- Born: Charlotte Bolles August 18, 1841
- Died: July 8, 1877 (aged 35)
- Other names: Lottie B. Anthony
- Occupation: teacher
- Known for: women's rights activism, suffragism
- Spouse: Daniel B. Anthony

= Charlotte Bolles Anthony =

American women's rights activist and suffragist

Charlotte Bolles Anthony (August 18, 1841 – July 8, 1877) was an American women's rights activist and suffragist. Anthony was one of 14 women arrested with Susan B. Anthony after they illegally voted in Rochester, N.Y. on November 5, 1872.
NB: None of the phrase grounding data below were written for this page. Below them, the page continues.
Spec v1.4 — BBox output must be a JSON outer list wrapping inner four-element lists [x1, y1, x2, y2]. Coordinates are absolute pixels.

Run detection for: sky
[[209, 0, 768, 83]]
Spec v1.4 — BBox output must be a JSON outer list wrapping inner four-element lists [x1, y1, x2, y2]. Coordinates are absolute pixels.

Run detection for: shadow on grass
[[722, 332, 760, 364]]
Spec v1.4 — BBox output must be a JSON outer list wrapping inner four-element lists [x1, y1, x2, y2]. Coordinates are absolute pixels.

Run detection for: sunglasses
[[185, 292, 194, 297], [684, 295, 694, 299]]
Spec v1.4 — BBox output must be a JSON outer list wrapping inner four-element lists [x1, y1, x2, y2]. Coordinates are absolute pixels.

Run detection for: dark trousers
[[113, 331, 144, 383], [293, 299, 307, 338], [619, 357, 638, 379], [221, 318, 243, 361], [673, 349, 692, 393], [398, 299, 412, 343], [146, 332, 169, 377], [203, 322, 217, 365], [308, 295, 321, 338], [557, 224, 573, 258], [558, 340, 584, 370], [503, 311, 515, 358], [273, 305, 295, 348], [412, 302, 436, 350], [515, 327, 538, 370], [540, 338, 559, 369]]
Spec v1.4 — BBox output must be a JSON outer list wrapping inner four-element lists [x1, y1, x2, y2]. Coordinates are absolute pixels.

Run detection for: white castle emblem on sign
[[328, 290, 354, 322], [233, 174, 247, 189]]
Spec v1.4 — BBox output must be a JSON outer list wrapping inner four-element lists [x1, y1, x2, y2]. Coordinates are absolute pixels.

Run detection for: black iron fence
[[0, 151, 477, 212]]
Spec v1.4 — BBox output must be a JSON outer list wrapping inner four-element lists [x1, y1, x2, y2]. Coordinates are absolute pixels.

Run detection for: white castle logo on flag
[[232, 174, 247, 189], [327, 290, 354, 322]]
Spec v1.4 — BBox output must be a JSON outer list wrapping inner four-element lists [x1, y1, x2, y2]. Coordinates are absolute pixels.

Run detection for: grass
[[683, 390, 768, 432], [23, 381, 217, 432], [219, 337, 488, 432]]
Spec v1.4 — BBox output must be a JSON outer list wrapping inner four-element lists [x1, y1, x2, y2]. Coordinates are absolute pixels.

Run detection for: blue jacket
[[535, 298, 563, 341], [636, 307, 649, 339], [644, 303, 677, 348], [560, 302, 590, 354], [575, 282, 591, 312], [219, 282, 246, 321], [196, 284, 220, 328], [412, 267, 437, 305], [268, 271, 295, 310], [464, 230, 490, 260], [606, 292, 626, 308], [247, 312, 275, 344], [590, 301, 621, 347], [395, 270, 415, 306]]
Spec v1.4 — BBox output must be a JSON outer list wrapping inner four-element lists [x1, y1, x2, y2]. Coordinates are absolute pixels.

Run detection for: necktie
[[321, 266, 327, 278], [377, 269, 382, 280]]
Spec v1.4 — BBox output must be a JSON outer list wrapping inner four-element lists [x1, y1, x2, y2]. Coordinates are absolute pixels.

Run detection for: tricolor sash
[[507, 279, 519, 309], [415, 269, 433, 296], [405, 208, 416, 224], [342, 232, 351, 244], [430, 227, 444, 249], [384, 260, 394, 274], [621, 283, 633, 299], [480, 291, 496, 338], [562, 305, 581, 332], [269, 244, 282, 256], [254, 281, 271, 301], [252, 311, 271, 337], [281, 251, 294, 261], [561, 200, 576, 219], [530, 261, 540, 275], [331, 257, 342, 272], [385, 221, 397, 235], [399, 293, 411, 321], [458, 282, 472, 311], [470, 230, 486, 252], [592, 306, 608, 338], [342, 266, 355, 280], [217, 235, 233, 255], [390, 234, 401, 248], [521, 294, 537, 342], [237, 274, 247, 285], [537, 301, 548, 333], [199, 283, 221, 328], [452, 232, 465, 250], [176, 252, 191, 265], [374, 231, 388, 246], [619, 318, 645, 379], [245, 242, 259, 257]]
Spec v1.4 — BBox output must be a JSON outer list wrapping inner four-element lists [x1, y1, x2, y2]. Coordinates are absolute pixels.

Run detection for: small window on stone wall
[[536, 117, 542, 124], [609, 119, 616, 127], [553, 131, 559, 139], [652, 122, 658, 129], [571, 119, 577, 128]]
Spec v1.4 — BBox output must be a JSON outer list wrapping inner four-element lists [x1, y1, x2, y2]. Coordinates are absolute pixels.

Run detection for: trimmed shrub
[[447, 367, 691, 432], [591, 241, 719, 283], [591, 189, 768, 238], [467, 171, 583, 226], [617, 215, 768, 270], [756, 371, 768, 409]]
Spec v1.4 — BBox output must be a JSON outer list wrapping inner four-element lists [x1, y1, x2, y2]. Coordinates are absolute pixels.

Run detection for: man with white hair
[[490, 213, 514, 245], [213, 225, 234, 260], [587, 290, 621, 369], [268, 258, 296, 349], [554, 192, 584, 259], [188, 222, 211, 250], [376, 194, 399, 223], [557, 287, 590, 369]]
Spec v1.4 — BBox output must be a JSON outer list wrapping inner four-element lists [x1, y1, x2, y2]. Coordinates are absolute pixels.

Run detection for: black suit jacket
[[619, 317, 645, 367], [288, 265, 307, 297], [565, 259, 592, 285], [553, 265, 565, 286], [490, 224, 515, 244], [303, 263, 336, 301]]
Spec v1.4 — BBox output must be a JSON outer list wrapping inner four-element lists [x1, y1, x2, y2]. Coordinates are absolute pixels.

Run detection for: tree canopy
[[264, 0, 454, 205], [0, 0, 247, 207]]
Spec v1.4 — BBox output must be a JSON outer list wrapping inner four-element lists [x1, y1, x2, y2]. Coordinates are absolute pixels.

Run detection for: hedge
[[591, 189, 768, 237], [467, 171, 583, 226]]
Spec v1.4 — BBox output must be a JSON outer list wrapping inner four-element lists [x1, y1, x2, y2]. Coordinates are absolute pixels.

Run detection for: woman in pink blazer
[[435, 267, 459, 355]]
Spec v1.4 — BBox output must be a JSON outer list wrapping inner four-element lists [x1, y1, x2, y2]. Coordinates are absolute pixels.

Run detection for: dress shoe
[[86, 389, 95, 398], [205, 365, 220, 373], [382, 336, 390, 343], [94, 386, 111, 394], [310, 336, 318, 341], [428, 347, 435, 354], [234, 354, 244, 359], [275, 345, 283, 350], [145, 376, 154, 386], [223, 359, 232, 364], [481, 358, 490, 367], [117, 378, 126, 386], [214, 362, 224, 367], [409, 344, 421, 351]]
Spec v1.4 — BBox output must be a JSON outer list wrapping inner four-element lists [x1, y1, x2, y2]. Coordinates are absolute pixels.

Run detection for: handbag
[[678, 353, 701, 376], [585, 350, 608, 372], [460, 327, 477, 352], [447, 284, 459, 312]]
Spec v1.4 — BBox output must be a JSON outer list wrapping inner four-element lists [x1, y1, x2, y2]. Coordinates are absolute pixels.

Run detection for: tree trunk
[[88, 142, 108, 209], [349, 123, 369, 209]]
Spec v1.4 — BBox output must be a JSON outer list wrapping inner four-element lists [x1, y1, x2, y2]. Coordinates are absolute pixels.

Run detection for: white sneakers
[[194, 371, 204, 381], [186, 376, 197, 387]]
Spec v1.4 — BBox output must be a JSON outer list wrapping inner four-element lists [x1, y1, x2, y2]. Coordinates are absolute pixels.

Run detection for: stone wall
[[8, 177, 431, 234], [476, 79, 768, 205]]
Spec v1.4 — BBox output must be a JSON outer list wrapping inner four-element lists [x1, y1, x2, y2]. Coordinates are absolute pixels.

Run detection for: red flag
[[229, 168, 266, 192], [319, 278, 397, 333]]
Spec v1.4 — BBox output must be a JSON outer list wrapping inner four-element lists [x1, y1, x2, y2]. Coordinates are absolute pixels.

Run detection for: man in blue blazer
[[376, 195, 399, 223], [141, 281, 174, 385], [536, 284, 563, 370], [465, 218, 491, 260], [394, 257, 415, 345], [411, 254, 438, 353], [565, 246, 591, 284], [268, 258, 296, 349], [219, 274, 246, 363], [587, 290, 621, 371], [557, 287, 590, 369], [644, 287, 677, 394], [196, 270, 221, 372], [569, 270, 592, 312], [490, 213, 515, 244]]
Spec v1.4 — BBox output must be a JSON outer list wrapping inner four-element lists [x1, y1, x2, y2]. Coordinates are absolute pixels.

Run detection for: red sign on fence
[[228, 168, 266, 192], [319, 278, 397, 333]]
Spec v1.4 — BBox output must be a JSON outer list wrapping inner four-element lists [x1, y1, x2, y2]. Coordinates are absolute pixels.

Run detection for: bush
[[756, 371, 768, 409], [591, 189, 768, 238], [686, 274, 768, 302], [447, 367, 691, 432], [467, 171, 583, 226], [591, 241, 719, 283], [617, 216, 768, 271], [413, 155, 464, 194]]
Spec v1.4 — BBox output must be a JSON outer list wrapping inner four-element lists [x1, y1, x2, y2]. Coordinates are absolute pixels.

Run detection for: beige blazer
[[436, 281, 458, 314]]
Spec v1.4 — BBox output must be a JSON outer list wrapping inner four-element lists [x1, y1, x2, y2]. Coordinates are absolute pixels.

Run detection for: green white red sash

"Lottie" as she was known, began teaching at age 14. She also was known for her fine singing voice, and performed in concerts for local charities. In 1866, she married Daniel B. Anthony, a third cousin of Susan B. Anthony. The couple had four children, and they lived at 101 West Avenue. Southern University's College Administration Building in Baton Rouge, Louisiana was named Lottie Anthony Hall in her honor. Lottie was one of the 14 women arrested with Susan B. Anthony after they illegally voted in Rochester, N.Y. on November 5, 1872. Charlotte influenced women's rights activism and voting in the United States during the late 19th and early 20th centuries.